Tigray authorities accuse Ethiopia of ‘befuddling’ international community over food aid truce
- After almost 17 months of fighting, a temporary humanitarian truce has been agreed upon in Tigray.
- Tigray’s transitional authority has, however, accused Ethiopia of deceiving the international community about the truce.
- Unicef says at least 2.3 million children in the Tigray region of Ethiopia need urgent humanitarian assistance.
The transitional authority of Tigray has accused the Ethiopia of attempting to hoodwink the international community into believing that it has immediately facilitated a “temporary cessation of hostilities” to allow humanitarian aid to flow into Tigray.
Ethiopia’s government last week declared an immediate, unilateral truce in its conflict with rebellious Tigrayan forces to allow aid into the northern province.
After almost 17 months of fighting between the local Tigray Defence Forces (TDF), the Ethiopian National Defence Force (ENDF), the Ethiopian Federal Police, regional police and gendarmerie military forces of the neighbouring Amhara and Afar regions, with the involvement of the Eritrean Defence Forces (EDF), a temporary truce was reached last Thursday.
The truce was to allow food and relief aid to be allowed into Tigray, since supplies had been cut off by fighting which resulted in more than 75% of the population having to resort to extreme survival methods.
Four days later, no sign of humanitarian aid had been observed in Tigray.
“No humanitarian aid has arrived in Tigray.

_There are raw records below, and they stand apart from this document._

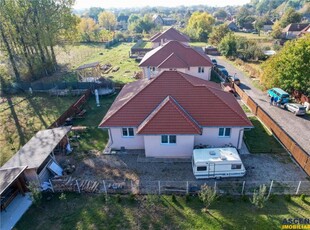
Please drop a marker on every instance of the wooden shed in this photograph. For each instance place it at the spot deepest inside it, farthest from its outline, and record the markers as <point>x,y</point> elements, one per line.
<point>38,154</point>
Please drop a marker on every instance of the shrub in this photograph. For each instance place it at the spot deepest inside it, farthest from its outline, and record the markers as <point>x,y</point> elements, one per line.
<point>259,197</point>
<point>207,195</point>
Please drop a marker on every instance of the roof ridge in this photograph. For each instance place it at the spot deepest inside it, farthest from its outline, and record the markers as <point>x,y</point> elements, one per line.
<point>228,105</point>
<point>148,83</point>
<point>169,99</point>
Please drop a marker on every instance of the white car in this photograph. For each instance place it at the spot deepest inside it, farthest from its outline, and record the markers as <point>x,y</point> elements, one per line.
<point>295,108</point>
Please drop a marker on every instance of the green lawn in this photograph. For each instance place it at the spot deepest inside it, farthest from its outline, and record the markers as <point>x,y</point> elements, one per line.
<point>260,140</point>
<point>152,212</point>
<point>20,122</point>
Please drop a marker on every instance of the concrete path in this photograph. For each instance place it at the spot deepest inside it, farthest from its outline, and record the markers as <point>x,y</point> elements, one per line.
<point>298,127</point>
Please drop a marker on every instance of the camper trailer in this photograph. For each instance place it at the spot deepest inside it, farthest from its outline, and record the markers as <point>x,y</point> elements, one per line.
<point>217,163</point>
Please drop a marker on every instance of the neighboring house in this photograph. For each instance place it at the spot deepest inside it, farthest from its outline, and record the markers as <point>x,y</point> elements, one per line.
<point>170,114</point>
<point>176,56</point>
<point>170,34</point>
<point>163,21</point>
<point>293,30</point>
<point>267,25</point>
<point>232,26</point>
<point>122,22</point>
<point>304,31</point>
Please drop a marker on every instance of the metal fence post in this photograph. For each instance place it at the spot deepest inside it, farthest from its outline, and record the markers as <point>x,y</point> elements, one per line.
<point>186,187</point>
<point>270,189</point>
<point>298,187</point>
<point>52,186</point>
<point>243,185</point>
<point>77,184</point>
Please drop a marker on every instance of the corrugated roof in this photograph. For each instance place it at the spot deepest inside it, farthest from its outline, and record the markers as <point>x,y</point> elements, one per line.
<point>169,118</point>
<point>202,100</point>
<point>38,148</point>
<point>8,176</point>
<point>187,54</point>
<point>170,34</point>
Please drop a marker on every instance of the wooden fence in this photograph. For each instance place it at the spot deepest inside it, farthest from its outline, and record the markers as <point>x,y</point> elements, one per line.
<point>300,155</point>
<point>72,110</point>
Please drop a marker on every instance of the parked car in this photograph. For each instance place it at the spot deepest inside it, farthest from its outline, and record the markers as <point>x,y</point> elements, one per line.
<point>295,108</point>
<point>283,97</point>
<point>224,71</point>
<point>234,80</point>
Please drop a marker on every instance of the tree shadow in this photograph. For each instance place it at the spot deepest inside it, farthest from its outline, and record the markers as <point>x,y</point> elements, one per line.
<point>20,132</point>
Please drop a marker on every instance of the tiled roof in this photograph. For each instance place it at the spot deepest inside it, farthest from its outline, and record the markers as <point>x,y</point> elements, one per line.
<point>187,54</point>
<point>169,118</point>
<point>295,27</point>
<point>203,101</point>
<point>170,34</point>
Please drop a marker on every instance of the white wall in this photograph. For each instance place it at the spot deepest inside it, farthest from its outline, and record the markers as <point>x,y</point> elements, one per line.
<point>118,141</point>
<point>182,149</point>
<point>192,71</point>
<point>210,137</point>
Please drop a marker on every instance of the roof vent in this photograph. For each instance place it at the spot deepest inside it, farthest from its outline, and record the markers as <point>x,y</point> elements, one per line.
<point>212,153</point>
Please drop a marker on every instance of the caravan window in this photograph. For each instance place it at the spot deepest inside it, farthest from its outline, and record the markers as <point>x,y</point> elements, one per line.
<point>236,166</point>
<point>201,168</point>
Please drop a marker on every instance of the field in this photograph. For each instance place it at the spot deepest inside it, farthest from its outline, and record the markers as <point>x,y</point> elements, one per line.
<point>20,122</point>
<point>153,212</point>
<point>118,56</point>
<point>266,144</point>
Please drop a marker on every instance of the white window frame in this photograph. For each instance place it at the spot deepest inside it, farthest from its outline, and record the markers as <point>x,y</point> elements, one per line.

Furthermore, Ethiopian authorities continue to saturate the airwaves with the false claim that humanitarian aid was flowing into Tigray on a daily basis,” said Tigray’s External Affairs Office.
Bloomberg reported earlier that 32 buses carrying soldiers were seen in Kobo in the state of Amhara. The report, however, highlighted that while soldiers could be facilitating the humanitarian corridor, their presence might compromise trust.
Tigray’s External Affairs Office, in a statement, maintained that Ethiopia intent on “befuddling” the international community, and that humanitarian aid should be “decoupled from political issues”.
“Accordingly, the government of Tigray demands the provision of sufficient humanitarian assistance without any delay and an end to mendacious claims regarding an end to the delivery of humanitarian aid to Tigray,” it said.
According to Unicef, roughly “2.3 million children in the Tigray region of Ethiopia need humanitarian assistance”, since communications and supply chains have been strictly limited, further isolating the region.
To emphasise the gravity of the situation, World Health Organisation director-general Tedros Adhanom Ghebreyesus claimed that “there is nowhere on earth where the health of millions of people is more under threat than in Tigray”.